De l’intérêt des spoilers…
En français dans le texte, on les appelle « révélations » mais aujourd’hui, en VO comme en VF, les spoilers sont entrés dans le langage presque courant et dépassent même la sphère télévisuelle. Un véritable phénomène de mode qui pousse certains shows à les intégrer à leurs dialogues sans vraiment se soucier de l’impact sur le téléspectateur. N’est-ce pas là aller trop loin ? Ne serions-nous pas mieux sans spoilers et ses autres corollaires ? Est-il vraiment possible de s’en préserver ?
Cet article est lui garantie sans spoilers (récents) !

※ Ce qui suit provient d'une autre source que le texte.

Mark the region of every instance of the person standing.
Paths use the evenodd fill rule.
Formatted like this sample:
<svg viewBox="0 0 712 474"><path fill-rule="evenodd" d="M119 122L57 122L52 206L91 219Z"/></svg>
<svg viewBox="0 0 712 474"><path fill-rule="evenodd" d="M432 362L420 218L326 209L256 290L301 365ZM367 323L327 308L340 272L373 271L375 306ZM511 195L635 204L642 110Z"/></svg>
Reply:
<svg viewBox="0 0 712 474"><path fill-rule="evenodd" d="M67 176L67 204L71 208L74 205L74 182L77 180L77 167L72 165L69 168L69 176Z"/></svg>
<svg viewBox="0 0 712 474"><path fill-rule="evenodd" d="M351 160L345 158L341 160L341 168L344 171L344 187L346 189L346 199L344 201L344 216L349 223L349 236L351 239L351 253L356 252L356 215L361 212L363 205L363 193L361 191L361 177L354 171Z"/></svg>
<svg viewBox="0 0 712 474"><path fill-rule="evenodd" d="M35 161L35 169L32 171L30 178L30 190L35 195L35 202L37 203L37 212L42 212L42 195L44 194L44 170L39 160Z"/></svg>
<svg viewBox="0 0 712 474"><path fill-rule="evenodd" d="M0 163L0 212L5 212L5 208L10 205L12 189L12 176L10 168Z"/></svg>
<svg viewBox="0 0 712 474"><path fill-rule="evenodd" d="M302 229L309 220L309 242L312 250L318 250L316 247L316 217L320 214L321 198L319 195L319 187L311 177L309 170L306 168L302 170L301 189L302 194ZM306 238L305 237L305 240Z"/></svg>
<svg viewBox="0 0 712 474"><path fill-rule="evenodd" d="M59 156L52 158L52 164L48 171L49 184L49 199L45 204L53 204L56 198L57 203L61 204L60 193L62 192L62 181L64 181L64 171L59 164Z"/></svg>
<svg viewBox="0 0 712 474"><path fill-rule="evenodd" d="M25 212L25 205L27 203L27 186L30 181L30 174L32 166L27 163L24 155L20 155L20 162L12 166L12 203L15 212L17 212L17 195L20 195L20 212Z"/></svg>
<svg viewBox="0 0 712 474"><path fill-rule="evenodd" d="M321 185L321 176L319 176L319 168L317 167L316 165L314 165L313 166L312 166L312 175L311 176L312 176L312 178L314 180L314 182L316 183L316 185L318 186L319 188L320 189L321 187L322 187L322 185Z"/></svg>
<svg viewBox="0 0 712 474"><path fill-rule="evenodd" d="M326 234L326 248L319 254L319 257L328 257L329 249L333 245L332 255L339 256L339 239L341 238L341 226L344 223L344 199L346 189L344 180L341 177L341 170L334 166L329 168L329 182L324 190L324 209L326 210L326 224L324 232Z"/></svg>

Dans la même semaine, deux séries américaines sont allées sciemment au-delà de la référence pour mettre directement les pieds dans le plat et spoiler leurs petites camarades. Dans Suits, Mike révèle, sur le ton de la vengeance, le contenu d’un épisode de la saison 1 de Downton Abbey à un malheureux concurrent qui se faisait une joie de découvrir la série alors que dans un épisode de The Big Bang Theory justement nommé « The Spoiler Alert Segmentation », Sheldon spoile la mort de trois personnages importants à la fois dans Harry Potter et dans The Walking Dead. Si tout le monde ou presque a vu Downton Abbey et lu/vu Harry Potter, cet épisode de TBBT fit quelques remouds dans la mesure ou la révélation sur la série de zombies de AMC concernait la première partie de la troisième saison, diffusée entre octobre et décembre 2012. Or certains spectateurs (américains comme français) attendaient que l’intégralité de la saison 3 soit terminée pour la commencer. Stupeur et colère des intéressés en soi assez compréhensible car d’une part tous les américains ne disposent pas de AMC qui est payante, d’autre part regarder The Big Bang Theory ne demande pas un suivi particulier à l’inverse de The Walking Dead.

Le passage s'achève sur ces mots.